OSDev.org

Posted: **Wed May 03, 2017 3:07 pm**

Hello all!

With AQUA 1.3, I'd like to have a proper file system. I am currently working on my own file system, and I'd like to know if this would be the correct way of doing thing. I'll exclude stuff that aren't important to the file system, like the sectors for language and swap partition. So here is an example, as I'm not good at explaining things. it has 9 sectors:

(start of partition)
1. This is a long text file that should continue for 512 bytes... (File1)
2. ...And it continues on to sector 2... (File1)
3. Here is another file.\0 (File2)
4. ... but wait! there's more!\0 (File1)
5. (any number of unused sectors between file allocation table and content)
6. 3\0 (sector 3)
7. File2\0directory1\0 (dir comes after filename)
8. 1-2,4\0 (from sector 1 to 2 and sector 4)
9. File1\0directory2\0 (max filename length is 512 - directory length chars)
(end of partition)

Note that when I write 3 or 1-2,4 the numbers don't stay in base 10.

Should this be a good way of "implementing" a file system into my OS?
Thanks in advance!

Posted: **Wed May 03, 2017 5:15 pm**

I have not implemented a file system yet, but this does not seem realistic to me. Some things that jump out at me (and I'm sure there are more to consider):

* how do you know the length of a file?
* how would you list a directory's contents?
* how would you find a free block?
* perhaps you want to write 16 blocks and want the to be contiguous for performance -- could you support best fit? or even first fit?
* what if you have a file at sectors 1, 4, 6, and 8 and sector 5 frees up... your file expands to another sector, where does it go?
* another way to look at the previous, how do you determine what the next sector for the file is?

I recommend you review the existing file systems like FAT and Ext2 to see what make up a usable filesystem before you try to invent a new one.

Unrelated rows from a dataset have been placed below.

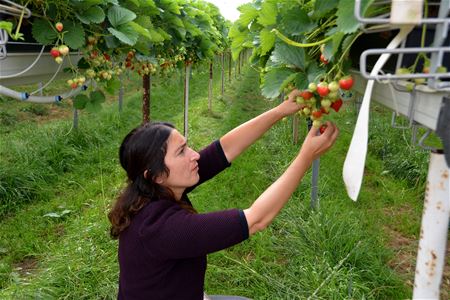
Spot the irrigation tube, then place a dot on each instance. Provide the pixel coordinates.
(356, 156)
(41, 99)
(434, 230)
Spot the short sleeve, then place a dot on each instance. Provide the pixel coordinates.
(181, 234)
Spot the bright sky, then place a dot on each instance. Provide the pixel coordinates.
(228, 8)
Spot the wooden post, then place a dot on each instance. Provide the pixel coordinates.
(146, 99)
(229, 67)
(187, 72)
(210, 86)
(223, 72)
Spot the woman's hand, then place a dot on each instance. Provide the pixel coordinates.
(289, 106)
(315, 145)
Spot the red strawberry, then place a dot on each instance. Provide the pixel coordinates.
(59, 26)
(322, 89)
(346, 83)
(317, 114)
(55, 52)
(336, 105)
(306, 94)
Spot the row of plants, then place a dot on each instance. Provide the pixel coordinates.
(306, 45)
(143, 36)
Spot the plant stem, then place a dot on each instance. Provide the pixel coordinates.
(296, 44)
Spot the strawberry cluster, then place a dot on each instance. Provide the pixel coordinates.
(318, 99)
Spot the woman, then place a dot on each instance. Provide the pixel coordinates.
(163, 241)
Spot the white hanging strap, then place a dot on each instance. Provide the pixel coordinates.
(41, 99)
(356, 156)
(27, 69)
(13, 9)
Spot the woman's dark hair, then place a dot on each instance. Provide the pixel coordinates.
(143, 149)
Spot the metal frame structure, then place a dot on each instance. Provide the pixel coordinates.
(427, 105)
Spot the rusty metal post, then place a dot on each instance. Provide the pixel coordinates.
(434, 230)
(187, 71)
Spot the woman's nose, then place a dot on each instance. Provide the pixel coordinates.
(195, 155)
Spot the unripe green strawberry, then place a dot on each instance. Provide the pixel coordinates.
(312, 87)
(63, 49)
(333, 86)
(317, 123)
(299, 100)
(325, 103)
(59, 26)
(306, 110)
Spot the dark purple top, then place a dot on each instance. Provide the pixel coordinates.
(162, 254)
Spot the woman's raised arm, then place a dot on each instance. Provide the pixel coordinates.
(240, 138)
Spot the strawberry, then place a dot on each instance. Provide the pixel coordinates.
(63, 49)
(336, 105)
(325, 110)
(346, 83)
(54, 52)
(333, 86)
(59, 26)
(317, 114)
(312, 87)
(306, 94)
(322, 89)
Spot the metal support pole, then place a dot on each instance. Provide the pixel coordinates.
(434, 230)
(186, 98)
(314, 178)
(210, 86)
(121, 91)
(223, 72)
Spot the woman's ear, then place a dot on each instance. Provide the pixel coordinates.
(158, 179)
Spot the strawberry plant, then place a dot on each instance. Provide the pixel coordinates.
(147, 37)
(303, 45)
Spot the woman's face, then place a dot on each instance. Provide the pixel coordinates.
(182, 164)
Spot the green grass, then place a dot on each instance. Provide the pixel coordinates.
(340, 250)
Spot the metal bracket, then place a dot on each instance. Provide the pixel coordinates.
(410, 116)
(443, 127)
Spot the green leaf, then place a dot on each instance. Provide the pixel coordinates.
(156, 36)
(112, 86)
(93, 14)
(267, 40)
(74, 37)
(296, 22)
(6, 26)
(248, 14)
(118, 15)
(290, 55)
(93, 107)
(346, 20)
(314, 72)
(274, 80)
(43, 32)
(141, 30)
(323, 7)
(97, 96)
(80, 100)
(268, 13)
(301, 80)
(125, 34)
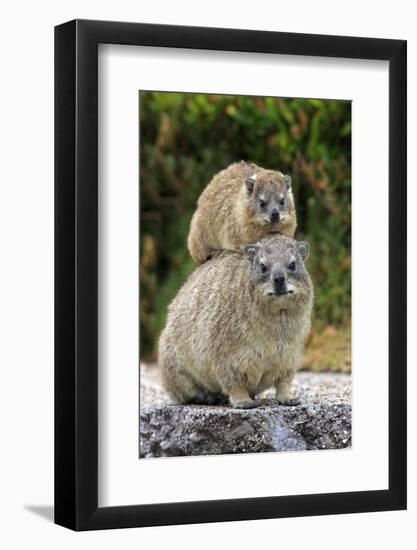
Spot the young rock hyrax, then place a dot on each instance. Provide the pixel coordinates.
(238, 325)
(241, 204)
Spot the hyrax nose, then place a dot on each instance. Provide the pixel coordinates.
(274, 215)
(279, 279)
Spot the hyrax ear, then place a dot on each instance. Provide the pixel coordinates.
(251, 251)
(304, 249)
(288, 181)
(250, 183)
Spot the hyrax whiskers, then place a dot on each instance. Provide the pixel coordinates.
(238, 325)
(241, 204)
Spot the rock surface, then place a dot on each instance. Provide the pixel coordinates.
(321, 421)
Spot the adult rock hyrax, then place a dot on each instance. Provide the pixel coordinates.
(241, 204)
(238, 325)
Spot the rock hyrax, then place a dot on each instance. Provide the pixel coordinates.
(238, 325)
(241, 204)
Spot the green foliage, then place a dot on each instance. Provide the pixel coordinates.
(186, 138)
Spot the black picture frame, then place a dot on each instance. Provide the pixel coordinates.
(76, 272)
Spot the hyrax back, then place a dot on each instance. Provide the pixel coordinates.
(241, 204)
(238, 325)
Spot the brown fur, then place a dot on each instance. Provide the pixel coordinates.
(227, 334)
(225, 218)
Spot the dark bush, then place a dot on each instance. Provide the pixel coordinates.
(186, 138)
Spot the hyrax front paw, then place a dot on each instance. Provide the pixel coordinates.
(290, 402)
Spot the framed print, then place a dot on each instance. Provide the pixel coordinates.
(230, 275)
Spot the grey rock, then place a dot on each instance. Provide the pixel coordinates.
(321, 421)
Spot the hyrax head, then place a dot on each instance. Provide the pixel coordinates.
(277, 268)
(270, 197)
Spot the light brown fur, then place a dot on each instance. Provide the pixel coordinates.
(227, 334)
(225, 218)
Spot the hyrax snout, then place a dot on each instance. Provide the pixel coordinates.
(238, 325)
(241, 204)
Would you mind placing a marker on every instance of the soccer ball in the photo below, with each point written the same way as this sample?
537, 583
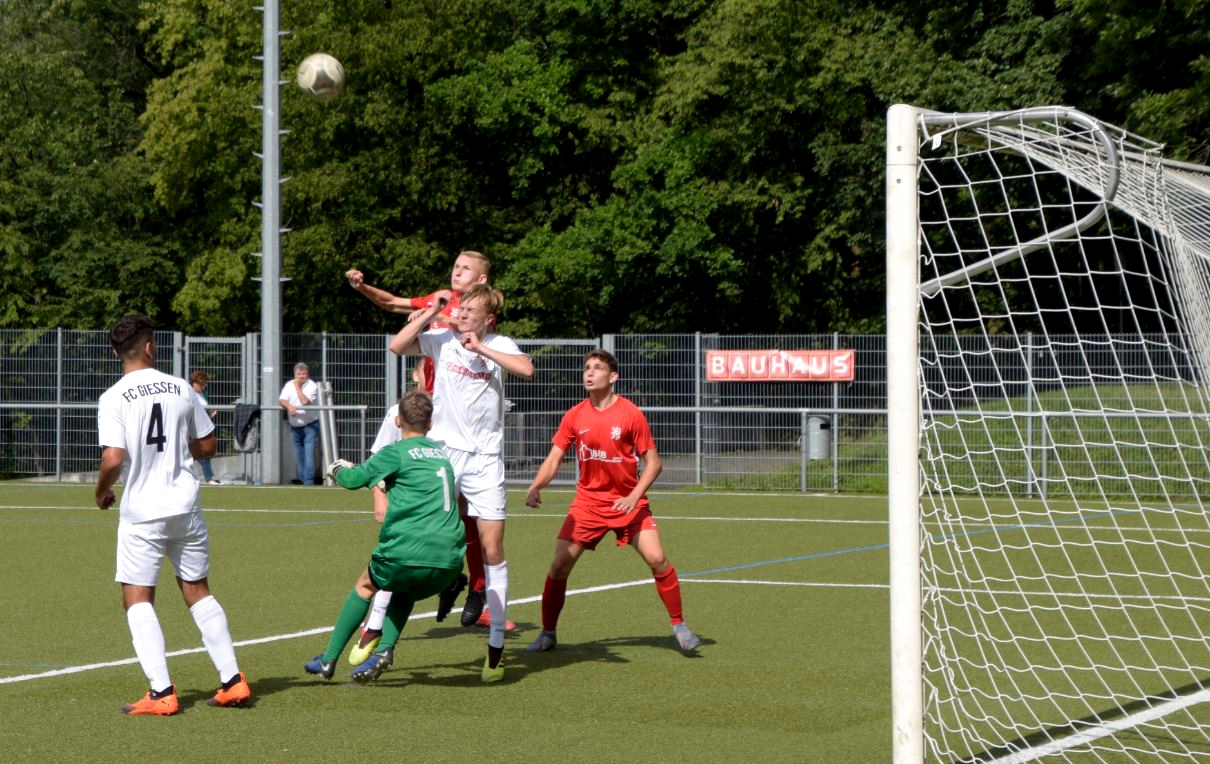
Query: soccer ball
321, 76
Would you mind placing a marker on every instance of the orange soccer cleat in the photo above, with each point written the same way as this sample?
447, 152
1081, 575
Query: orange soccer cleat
162, 704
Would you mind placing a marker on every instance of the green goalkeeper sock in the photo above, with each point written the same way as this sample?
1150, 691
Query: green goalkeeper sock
349, 621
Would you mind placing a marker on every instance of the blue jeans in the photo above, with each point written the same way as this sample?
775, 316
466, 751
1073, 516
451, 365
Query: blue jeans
305, 440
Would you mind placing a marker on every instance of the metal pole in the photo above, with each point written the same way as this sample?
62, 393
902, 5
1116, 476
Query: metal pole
903, 437
270, 251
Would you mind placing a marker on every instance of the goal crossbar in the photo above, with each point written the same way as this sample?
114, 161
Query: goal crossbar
1048, 361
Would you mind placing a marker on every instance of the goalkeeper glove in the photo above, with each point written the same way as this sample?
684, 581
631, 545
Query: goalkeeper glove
336, 466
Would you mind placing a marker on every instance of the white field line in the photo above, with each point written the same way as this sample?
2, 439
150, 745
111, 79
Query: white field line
517, 515
323, 630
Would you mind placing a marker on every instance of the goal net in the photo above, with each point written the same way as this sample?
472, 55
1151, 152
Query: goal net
1049, 426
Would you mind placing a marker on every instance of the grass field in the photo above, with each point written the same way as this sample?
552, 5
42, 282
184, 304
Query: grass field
787, 591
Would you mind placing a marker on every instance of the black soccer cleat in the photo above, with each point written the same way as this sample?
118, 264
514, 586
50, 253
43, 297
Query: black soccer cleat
473, 608
316, 666
449, 595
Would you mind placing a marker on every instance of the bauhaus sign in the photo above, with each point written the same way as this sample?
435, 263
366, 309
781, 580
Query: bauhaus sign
779, 366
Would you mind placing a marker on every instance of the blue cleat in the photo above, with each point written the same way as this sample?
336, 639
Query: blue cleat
316, 666
373, 666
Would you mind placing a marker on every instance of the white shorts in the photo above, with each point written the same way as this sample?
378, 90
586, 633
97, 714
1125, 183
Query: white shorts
142, 547
480, 478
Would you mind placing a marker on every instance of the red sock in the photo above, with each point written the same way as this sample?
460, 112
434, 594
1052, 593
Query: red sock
668, 586
554, 593
478, 579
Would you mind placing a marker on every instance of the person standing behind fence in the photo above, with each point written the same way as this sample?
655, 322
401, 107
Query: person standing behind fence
610, 435
150, 428
197, 380
295, 397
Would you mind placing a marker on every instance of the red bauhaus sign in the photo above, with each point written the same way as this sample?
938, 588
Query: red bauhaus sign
779, 365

Posted: **Wed May 03, 2017 6:27 pm**

Creating a File System of your own can be one of the highlights of OS development. I have created one myself, mainly to check to make sure my virtual file system driver was file system independent, but maybe more so, because I wanted to.

Anyway, if I were you, I would first study how other file systems are built.

Of course the (in)famous FAT file system: http://www.fysnet.net/docs/fatgen103.pdf
My (simple) file system: http://www.fysnet.net/fysfs.htm
The LeanFS: https://www.fysnet.net/leanfs/index.php (which I have implemented a modified/added to version of my own)
Then of course there is the Ext2/3/4, ISO9660, Joliet ISO, HPFS, Minix FS, Btrfs file systems. You name it, there are many file systems available.

Just search for file systems on a wiki of your choosing. https://en.wikipedia.org/wiki/List_of_file_systems shows quite a few.

Anyway, first study how other file systems store file names (meta data), allocation units, free space, etc., and then decide if and how you want to create your own. Each have limitations. However, the lessor the limitation, the more complicated the file system.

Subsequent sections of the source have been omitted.